SIGHTINGS



'Alien Hand' Syndrome
Turns Limbs Monstrous
By E.J. Mundell
http://dailynews.yahoo.com/h/nm/20000221/hl/dsb_51.html
2-21-00


 
NEW YORK (Reuters Health) -- Like victims in a horror film, patients with a rare syndrome known as 'alien hand' feel disassociated from one of their own hands, insisting that the hand is 'possessed' by a force outside their control.
 
The condition typically arises in the aftermath of brain surgery, stroke, or infection. Patients can feel sensation in the hand, but believe that it is not part of their body, and that they have no control over its movements. In some cases, ''alien hands can perform complex acts such as trying to tear clothes or undoing buttons,'' explain neurologist Dr. R. Inzelberg and colleagues at Hillel Yaffe Medical Center in Hadera, Israel.
 
Writing in the February issue of the Journal of Neurology, Neurosurgery, and Psychiatry, the Israeli team describes a case of 'alien hand' associated with a possible case of Creutzfeldt-Jakob disease (CJD), a degenerative brain disorder caused by infectious particles called prions.
 
The patient in question, a 70-year-old Argentinean man, underwent a swift neurological decline -- including hallucinations, memory dysfunction, behavior change and alien hand -- possibly caused by CJD. ``At times,'' the researchers report, ``(his) left arm would spontaneously rise in front of the patient during speaking.... He was unaware of these movements until they were brought to his attention.''
 
Isolated reports have linked alien hand with CJD in the past. In one case, ``the alien limb performed complex actions such as unbuttoning (the patient's) blouse and removing a hair pin.'' In another, a woman found herself ``powerless'' to prevent her hand from repeatedly touching her eyes and mouth.
 
According to the study authors, various types of brain injury appear to trigger distinct subtypes of alien hand. For example, in right-handed persons, injury to the corpus callosum -- a bundle of nerves connecting the two halves of the brain -- can give rise to ``purposeful'' movements of the left hand, while injury to the brain's frontal lobe can trigger ''grasping'' and other purposeful movements in the dominant (right) hand. In other cases, ``aimless movements of either hand'' occur in patients affected by injury to the brain's cerebral cortex. And the authors note that more complex alien hand movements -- such as unbuttoning or tearing of clothes -- are usually associated with brain tumors, aneurysm or stroke.
 
In every case, patients retain sensation of feeling in the affected hand or arm, but lose any sense of control over the renegade limb. ``They may struggle to stop the movements,'' Inzelberg told Reuters Health, ``restrain the limb, punish it, talk to it, personify or refer to it as a third person. The may even say that an evil spirit exists in the hand. In a sense the hand is the 'Other.'''
 
The study authors note that one common factor between the diseases associated with the phenomenon is that all these disorders involve several parts of the brain at once, suggesting that simultaneous damage to the parts of the brain that control movement may be responsible.

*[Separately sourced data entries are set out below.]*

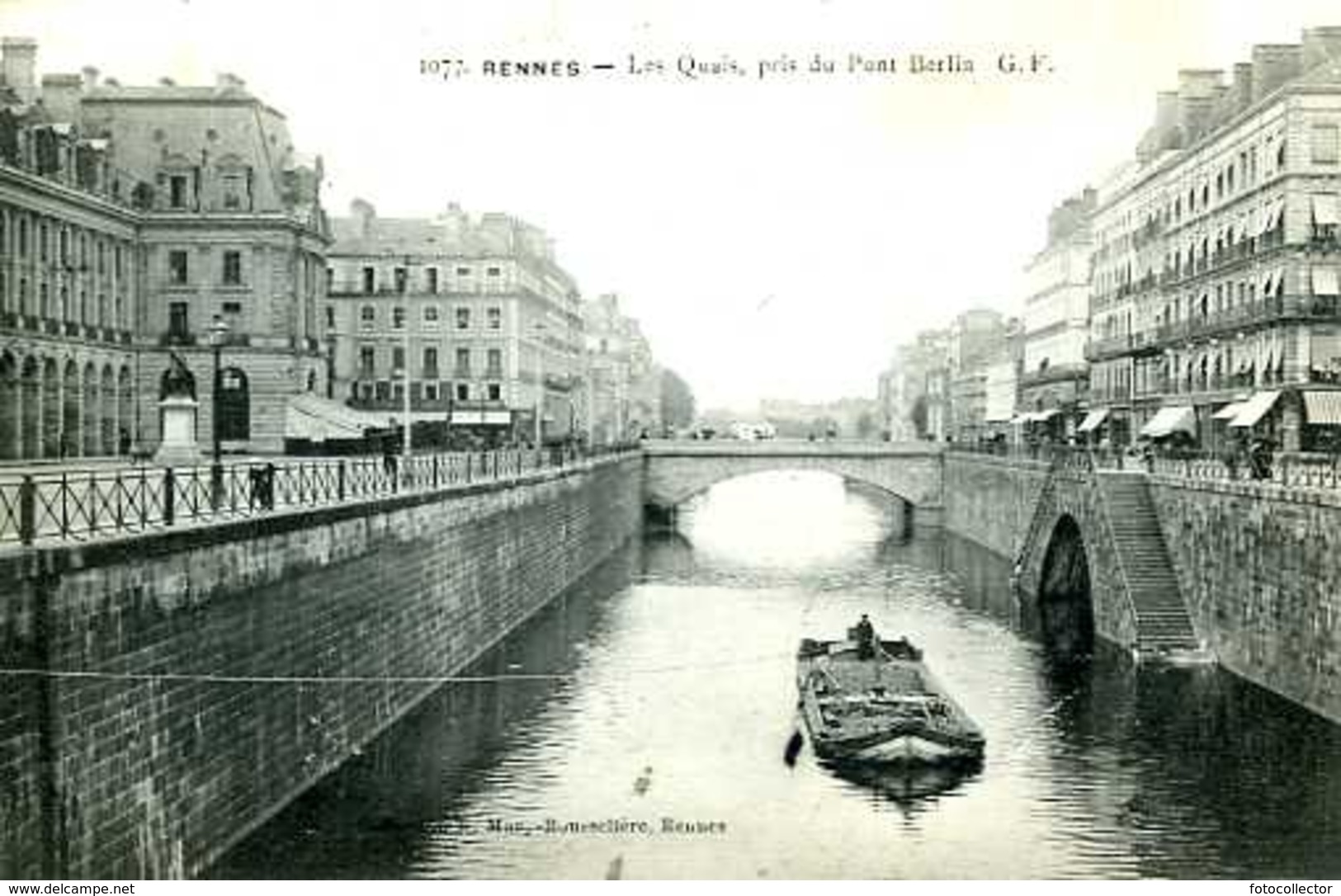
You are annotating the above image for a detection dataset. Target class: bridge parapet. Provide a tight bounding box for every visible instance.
[642,440,944,527]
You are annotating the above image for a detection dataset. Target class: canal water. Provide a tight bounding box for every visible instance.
[210,472,1341,879]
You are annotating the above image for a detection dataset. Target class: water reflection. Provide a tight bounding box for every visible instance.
[215,474,1341,877]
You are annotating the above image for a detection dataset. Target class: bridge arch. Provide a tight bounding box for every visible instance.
[1038,512,1094,660]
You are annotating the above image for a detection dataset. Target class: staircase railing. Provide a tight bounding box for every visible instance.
[1073,448,1141,644]
[1015,450,1066,575]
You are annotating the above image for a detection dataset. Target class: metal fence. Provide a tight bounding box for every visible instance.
[0,446,633,546]
[952,442,1341,489]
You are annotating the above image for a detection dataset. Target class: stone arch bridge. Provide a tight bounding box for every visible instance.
[642,440,944,526]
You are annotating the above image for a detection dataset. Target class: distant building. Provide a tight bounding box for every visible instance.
[0,38,328,459]
[326,200,586,442]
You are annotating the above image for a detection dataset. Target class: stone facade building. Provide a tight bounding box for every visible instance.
[1019,189,1096,436]
[0,38,328,460]
[1089,28,1341,450]
[326,200,588,442]
[585,295,661,446]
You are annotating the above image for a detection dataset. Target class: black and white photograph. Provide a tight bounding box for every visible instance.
[0,0,1341,879]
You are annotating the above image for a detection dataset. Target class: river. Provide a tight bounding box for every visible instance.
[210,472,1341,879]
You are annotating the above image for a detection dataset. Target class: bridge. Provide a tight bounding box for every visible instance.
[642,440,944,527]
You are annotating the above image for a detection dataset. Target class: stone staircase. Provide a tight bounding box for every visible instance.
[1097,471,1199,653]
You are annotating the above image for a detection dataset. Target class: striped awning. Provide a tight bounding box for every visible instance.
[1230,389,1281,427]
[1141,405,1197,439]
[1075,408,1109,431]
[1304,392,1341,427]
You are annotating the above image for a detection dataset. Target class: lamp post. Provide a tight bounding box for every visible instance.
[397,255,414,486]
[210,314,228,510]
[535,321,545,457]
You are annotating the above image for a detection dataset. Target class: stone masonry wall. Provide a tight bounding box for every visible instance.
[0,459,641,879]
[944,452,1047,559]
[1150,476,1341,722]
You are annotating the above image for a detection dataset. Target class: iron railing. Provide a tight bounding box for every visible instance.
[0,446,631,547]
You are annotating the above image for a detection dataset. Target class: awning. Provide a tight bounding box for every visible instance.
[1310,193,1341,224]
[1141,407,1197,439]
[1075,408,1109,431]
[285,392,386,441]
[1313,264,1341,295]
[1304,392,1341,427]
[1230,390,1281,427]
[452,408,512,427]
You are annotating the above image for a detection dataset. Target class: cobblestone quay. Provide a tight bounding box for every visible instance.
[0,455,642,879]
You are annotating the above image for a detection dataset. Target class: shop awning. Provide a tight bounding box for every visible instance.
[452,408,512,427]
[1075,408,1109,431]
[1304,392,1341,427]
[1313,264,1341,295]
[285,392,386,441]
[1310,193,1341,224]
[1230,390,1281,427]
[1141,407,1197,439]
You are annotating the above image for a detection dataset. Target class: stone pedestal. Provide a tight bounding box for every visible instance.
[154,396,204,467]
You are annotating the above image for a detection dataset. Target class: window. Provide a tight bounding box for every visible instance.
[219,367,251,440]
[223,174,243,208]
[168,249,188,285]
[168,302,191,339]
[1310,125,1341,165]
[168,174,187,208]
[224,251,243,285]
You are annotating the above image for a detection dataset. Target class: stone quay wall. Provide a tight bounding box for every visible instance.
[946,452,1341,722]
[0,455,642,879]
[1150,476,1341,723]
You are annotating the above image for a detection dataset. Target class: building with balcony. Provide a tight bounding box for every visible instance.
[585,295,661,446]
[1088,28,1341,450]
[1019,189,1097,437]
[326,200,588,442]
[0,38,328,459]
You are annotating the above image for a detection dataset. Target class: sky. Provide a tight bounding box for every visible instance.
[0,0,1341,408]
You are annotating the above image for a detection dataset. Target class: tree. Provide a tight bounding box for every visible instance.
[661,369,695,427]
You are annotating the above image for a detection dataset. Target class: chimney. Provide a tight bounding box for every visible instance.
[1232,62,1253,114]
[41,75,83,122]
[0,38,38,105]
[215,71,247,92]
[1178,68,1223,146]
[1301,26,1341,71]
[1253,43,1304,102]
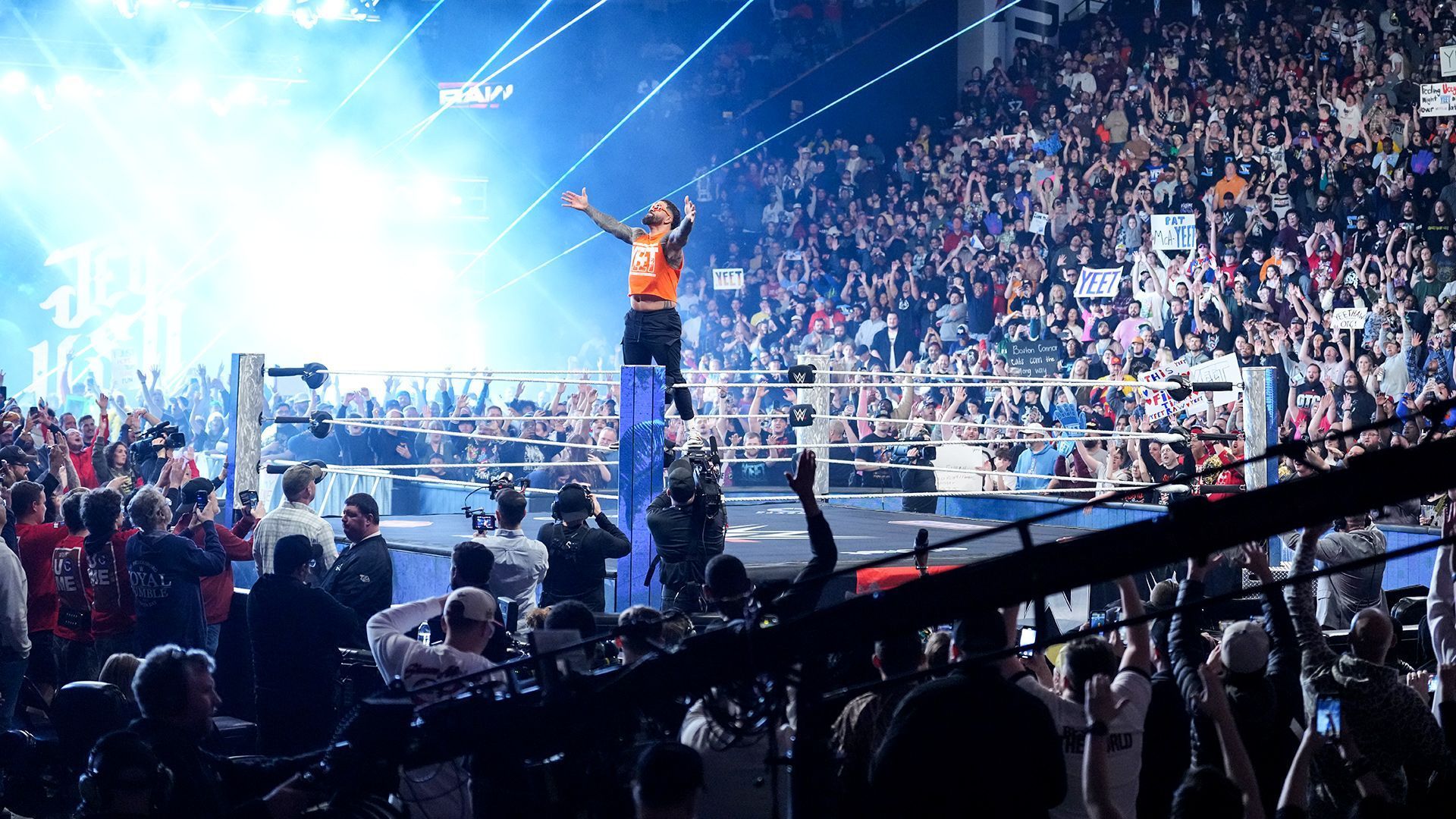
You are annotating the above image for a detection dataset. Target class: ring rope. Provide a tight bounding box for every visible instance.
[309,419,611,452]
[323,460,616,472]
[337,416,622,419]
[681,413,1184,437]
[675,373,1188,391]
[274,460,617,500]
[722,457,1152,487]
[318,369,620,386]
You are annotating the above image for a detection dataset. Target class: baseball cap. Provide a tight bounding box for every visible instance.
[0,446,39,463]
[272,535,313,574]
[282,463,323,495]
[446,586,495,623]
[1220,620,1269,673]
[182,478,217,506]
[552,484,592,523]
[667,457,698,503]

In essence, Inzelberg explained, there is a ``disconnection between parts of the brain which are involved in motor (voluntary muscle) control.''
 
Unfortunately, there is currently no treatment for alien hand. According to the Israeli researcher, all patients can do to control the problem is to keep the hand ``occupied'' by having it hold an object.
 
Based on their findings, the investigators advise that Creutzfeldt-Jacob disease be added to the list of neurological disorders that prompt 'alien hand.' Inzelberg says future studies are planned ``to understand better the mechanisms involved in this rare condition.'' SOURCE: Journal of Neurology, Neurosurgery and Psychiatry 2000;68:103-104.